If an AI accomplishes this limited task without going crazy, this shows several things:

  1. It is superpowered; the task described is beyond current human capabilities.

  2. It is aligned (or at least alignable) in that it can accomplish a task in the way intended, without wireheading the definitions of “strawberry” or “cellular”.

  3. It is safe, in that it has not heavily dramatically reconfigured the universe to accomplish this one goal.

Then, at that point, we can add human values to the AI, maybe via “consider what these moral human philosophers would conclude if they thought for a thousand years, and do that”.

I would agree that, in most cases, an AI that accomplished that limited task safely would be aligned. One might quibble that it’s only pretending to be aligned, and preparing a treacherous turn. Or maybe the AI was boxed in some way and accomplished the task with the materials at hand within the box.
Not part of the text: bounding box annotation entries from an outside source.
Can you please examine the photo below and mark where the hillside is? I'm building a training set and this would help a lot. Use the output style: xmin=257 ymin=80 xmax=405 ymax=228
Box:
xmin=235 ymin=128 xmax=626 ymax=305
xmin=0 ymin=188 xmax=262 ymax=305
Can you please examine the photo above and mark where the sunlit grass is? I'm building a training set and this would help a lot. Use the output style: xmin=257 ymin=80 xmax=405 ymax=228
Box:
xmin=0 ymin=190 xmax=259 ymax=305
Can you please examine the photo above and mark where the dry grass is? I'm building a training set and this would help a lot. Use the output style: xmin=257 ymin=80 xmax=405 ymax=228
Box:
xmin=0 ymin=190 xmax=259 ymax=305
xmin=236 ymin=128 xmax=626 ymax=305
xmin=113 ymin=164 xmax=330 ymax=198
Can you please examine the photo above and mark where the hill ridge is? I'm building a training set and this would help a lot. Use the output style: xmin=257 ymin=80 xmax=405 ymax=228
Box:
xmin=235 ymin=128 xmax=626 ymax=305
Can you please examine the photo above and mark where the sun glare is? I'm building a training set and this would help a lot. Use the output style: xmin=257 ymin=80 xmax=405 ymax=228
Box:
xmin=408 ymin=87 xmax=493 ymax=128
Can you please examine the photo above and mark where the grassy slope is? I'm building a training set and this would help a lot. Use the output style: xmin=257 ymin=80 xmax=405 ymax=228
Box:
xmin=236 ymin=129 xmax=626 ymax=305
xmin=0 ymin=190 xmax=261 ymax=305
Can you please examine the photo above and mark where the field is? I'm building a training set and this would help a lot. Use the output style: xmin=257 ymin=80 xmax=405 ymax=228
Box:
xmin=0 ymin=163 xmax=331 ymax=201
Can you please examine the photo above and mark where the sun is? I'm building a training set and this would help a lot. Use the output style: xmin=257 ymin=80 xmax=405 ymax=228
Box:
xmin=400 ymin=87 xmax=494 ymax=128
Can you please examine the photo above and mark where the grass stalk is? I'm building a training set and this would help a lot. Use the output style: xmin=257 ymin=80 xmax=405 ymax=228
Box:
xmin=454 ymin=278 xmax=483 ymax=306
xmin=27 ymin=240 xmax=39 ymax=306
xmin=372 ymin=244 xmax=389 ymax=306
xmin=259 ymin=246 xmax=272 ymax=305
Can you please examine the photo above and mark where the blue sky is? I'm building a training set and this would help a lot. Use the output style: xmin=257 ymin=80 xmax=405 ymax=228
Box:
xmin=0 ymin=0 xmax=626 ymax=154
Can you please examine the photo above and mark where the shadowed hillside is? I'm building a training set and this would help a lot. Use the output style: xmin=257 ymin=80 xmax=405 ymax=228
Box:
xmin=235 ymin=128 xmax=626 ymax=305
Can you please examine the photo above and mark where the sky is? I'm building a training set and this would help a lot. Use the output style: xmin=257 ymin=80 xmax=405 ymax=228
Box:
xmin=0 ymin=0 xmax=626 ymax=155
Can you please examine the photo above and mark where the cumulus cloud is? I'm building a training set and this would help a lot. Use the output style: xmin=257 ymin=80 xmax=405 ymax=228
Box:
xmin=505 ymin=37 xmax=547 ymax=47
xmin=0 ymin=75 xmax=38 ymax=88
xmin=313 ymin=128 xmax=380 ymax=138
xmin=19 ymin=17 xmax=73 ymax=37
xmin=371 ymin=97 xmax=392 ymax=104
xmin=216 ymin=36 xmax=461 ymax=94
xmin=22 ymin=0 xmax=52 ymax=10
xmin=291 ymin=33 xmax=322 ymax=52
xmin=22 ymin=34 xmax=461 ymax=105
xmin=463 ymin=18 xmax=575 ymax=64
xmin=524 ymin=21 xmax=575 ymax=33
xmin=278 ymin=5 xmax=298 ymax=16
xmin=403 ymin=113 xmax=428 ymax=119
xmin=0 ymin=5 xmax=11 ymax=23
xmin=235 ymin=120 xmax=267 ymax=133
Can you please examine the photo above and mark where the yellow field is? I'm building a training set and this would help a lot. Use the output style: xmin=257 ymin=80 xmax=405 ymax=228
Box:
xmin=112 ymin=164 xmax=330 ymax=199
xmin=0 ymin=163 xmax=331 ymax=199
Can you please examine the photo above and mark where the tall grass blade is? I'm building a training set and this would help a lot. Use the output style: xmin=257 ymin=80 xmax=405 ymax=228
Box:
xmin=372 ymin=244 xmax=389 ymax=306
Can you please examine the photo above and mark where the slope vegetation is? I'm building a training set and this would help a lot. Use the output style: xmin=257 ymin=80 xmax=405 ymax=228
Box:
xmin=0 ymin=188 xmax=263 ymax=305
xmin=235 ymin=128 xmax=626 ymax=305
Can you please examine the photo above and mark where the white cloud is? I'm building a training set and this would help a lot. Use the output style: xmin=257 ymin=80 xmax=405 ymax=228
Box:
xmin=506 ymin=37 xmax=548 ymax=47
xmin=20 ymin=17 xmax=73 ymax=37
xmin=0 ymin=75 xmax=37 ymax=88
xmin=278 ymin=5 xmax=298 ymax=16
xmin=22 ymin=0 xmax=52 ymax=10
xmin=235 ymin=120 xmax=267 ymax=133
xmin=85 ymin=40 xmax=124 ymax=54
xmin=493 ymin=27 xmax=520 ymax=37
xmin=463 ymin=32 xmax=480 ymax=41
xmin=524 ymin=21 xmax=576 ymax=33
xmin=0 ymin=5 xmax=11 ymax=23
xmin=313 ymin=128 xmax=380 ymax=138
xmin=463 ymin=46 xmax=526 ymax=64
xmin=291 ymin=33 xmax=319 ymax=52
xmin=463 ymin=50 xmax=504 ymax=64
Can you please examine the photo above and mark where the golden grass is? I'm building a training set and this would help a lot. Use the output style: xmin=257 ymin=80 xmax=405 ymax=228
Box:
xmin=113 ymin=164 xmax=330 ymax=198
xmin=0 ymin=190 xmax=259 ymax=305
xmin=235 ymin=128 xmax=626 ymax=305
So we might call an AI “superpowered and aligned” if it accomplished the strawberry copying task (or a similar one) and if it could dramatically reconfigure the world but chose not to.

Values are needed

I think that an AI could not be “superpowered and aligned” unless it is also aligned with human values.

The reason is that the AI can and has to interact with the world. It has the capability to do so, by assumption—it is not contained or boxed. It must do so because any agent affects the world, through chaotic effects if nothing else. A superintelligence is likely to have impacts in the world simply through its existence being known, and if the AI finds it efficient to have interactions with the world (eg. ordering some extra resources) then it will do so.

So the AI can and must have an impact on the world. We want it to not have a large or dangerous impact. But, crucially, “dangerous” and “large” are defined by human values.

Suppose that the AI realises that its actions have slightly imbalanced the Earth in one direction, and that, within a billion years, this will cause significant deviations in the orbits of the planets, deviations it can estimate. Compared with that amount of mass displaced, the impact of killing all humans everywhere is a trivial one indeed. We certainly wouldn’t want it to kill all humans in order to be able to carefully balance out its impact on the orbits of the planets!

There are very “large” impacts to which we are completely indifferent (chaotic weather changes, the above-mentioned change in planetary orbits, the different people being born as a consequence of different people meeting and dating across the world, etc.) and other, smaller, impacts that we care intensely about (the survival of humanity, of people’s personal wealth, of certain values and concepts going forward, key technological innovations being made or prevented, etc.). If the AI accomplishes its task with a universal constructor or unleashing hordes of nanobots that gather resources from the world (without disrupting human civilization), it still has to decide whether to allow humans access to the constructors or nanobots after it has finished copying the strawberry—and which humans to allow this access to.

So every decision the AI makes is a tradeoff in terms of its impact on the world. Navigating this requires it to have a good understanding of our values. It will also need to estimate the value of certain situations beyond the human training distribution—if only to avoid these situations. Thus a “superpowered and aligned” AI needs to solve the problem of model splintering, and to establish a reasonable extrapolation of human values.

Model splintering sufficient?

The previous sections argue that learning human values (including model splintering) is necessary for instantiating an aligned AI; thus the “define alignment and then add human values” approach will not work.

Thus, if you give this argument much weight, learning human values is necessary for alignment. I personally feel that it’s also (almost) sufficient, in that the skill in navigating model splintering, combined with some basic human value information (as given, for example, by the approach here) is enough to get alignment even at high AI power.

Which path to pursue for alignment

It’s important to resolve this argument, as the paths for alignment that the two approaches suggest are different. I’d also like to know if I’m wasting my time on an unnecessary diversion.